Some ideologues argue against accessibility because it "beaks the esthetic." The truth is, an esthetic that permits inaccessiblity is already irrecoverably broken.
Launching into study of Christopher Alexander's Pattern Language has been an engaging intellectual exercise. By no means can I claim to have mastered his thought but some initial thoughts occur to me. Resonant with Chomskian sensibilities the search for gramaticality in Alexander's work seems to substitute for the proscriptive esthetics of more precious constructs like New Urbanism. That is a hopeful sign.
Alexander's essay "Methods" which discusses the role of " generative sequence" and its essential feature as being "backtrack-free" strikes me as the Pattern Language argument against retrofitting ("backtracking") - and, by extension, as argument for Universal Design.
This is because Universal Design incorporates the lifespan-aware definition of disability outlined in the International Categorization of Functionality (ICF). Good design, even for those who remain in the temporary state identified and reinforced by the built environment as "able bodied," must take into account the functionalities associated with a complete lifespan -- childhood, temporary injury, tiredness, lapses of attention, the posssibility of permanent disability, and aging. To achieve the goal of livability each action undertaken must not eliminate the possibility a future one made necessary, for example, by disability:
There is one essential ingredient to the sequences, which is perhaps their most salient feature, and which is also the feature that makes them work, and which forms the foundation of the described methodology.A sequence works, or does not work, according to the order of the steps in the sequence. Some sequences allow unfolding, others do not allow it.
This property of being backtrack-free is the essence of what makes a successful sequence.
This approach and business method is fundamentally different from previous attempts to plan, design and construct buildings. The present methodology provides for user participation in the planning design and construction of the built environment in a manner which allows the organic growth of a design through a sequence of generative steps...
It is a major feature of this proposal that urban space is not only made better, not only made coherent and beautiful, and connected, but that it also contains the desires and will and thought of many, many individual people.
Some of Alexander's thoughts on Urban Redevelopment, laid out in his 2000 article on Thessaloniki, seem even more feasible in light of functionalities for collaboration eveolving as "Web 2.0."
The radical democratization of the unfolding of design he envisions can only work, however, if the anthropometrics accepted as "normal" by the dominant culture take into account the full range of human functionality -- childhood, disability, aging. There exists a class of people made invisible and voiceless by all examples of urban space up to this point in history - even the best, most organic, most esthetically pleasing - people with disabilities. They will not automatically be heard simply through access to digital amplification of their peripheral voices.
The recent Paralympic Games did much to raise awareness of difference in Greece but not enough to give the seven principles of Universal Design or the practice of Visitability the ubiquity necessary for this methodology to generate a Livable Community.
Still, the deep insight of Pattern Language remains congruent with a core, pan-disability cultural value -- interdependency. Alexander seems to return often to that theme under the term "belonging", or in the Thessaloniki speech, "deep pleasantness."

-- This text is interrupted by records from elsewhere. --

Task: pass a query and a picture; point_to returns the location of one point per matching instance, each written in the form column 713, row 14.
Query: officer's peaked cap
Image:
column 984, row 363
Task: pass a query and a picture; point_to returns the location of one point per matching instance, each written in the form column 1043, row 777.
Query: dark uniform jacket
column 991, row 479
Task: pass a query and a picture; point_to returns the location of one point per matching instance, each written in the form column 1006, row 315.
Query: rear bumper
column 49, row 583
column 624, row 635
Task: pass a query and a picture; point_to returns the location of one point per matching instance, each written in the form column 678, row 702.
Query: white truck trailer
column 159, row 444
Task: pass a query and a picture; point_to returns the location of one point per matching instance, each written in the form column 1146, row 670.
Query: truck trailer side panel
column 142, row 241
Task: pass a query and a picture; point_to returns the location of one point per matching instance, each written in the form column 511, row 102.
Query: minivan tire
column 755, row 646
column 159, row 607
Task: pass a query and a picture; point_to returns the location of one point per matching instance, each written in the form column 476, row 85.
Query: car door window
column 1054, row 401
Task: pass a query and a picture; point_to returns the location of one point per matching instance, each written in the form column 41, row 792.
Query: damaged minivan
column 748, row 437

I am struck that in biological systems growth ocurs at the periphery. That is the space -- both metaphoric and physical -- to which those with disabilties are relegated. To be true to its fascination with biomimicry, Pattern Language ought to engage itself in sustained, interpreted observation of the patterns produced by disability cultures.
Universal Design arose from within disability culture. It is an actively nurtured and evolving production that authentically expresses, and simultaneously progresses, the vitality of that community.
What would a fully developed dialogue between Universal Design and Pattern Language produce?
Maybe it's time to find out.
The city of the future should not be, as some may think, a fabric to be modernized by stripping out and enlargement of structure, and by destruction. Instead, careful observation, street by street, wall by wall, of the very subtle things which work now, and which make people deeply comfortable, can provide a new kind of solution more in keeping with the humanity of our new century, more in keeping with the promise of the 21st century as the century of biology -- that is, a century which may now be dominated by small scale intimacy, by complexity arrived at by working complexity created by sometimes tiny human structures cooperating to form more complex streets, and spaces, and foci, and opportunities for human life.
Who will "Bring New Orleans Back Home?" Could it be the very people disproportionately left behind to bear the brunt of Katrina's destruction because the very inaccessibility of the city eliminated any chance of retreat from reality? Could it be that the view from the sidelines, disabled and meticulously attentive, holds the secret to renewal and rebirth?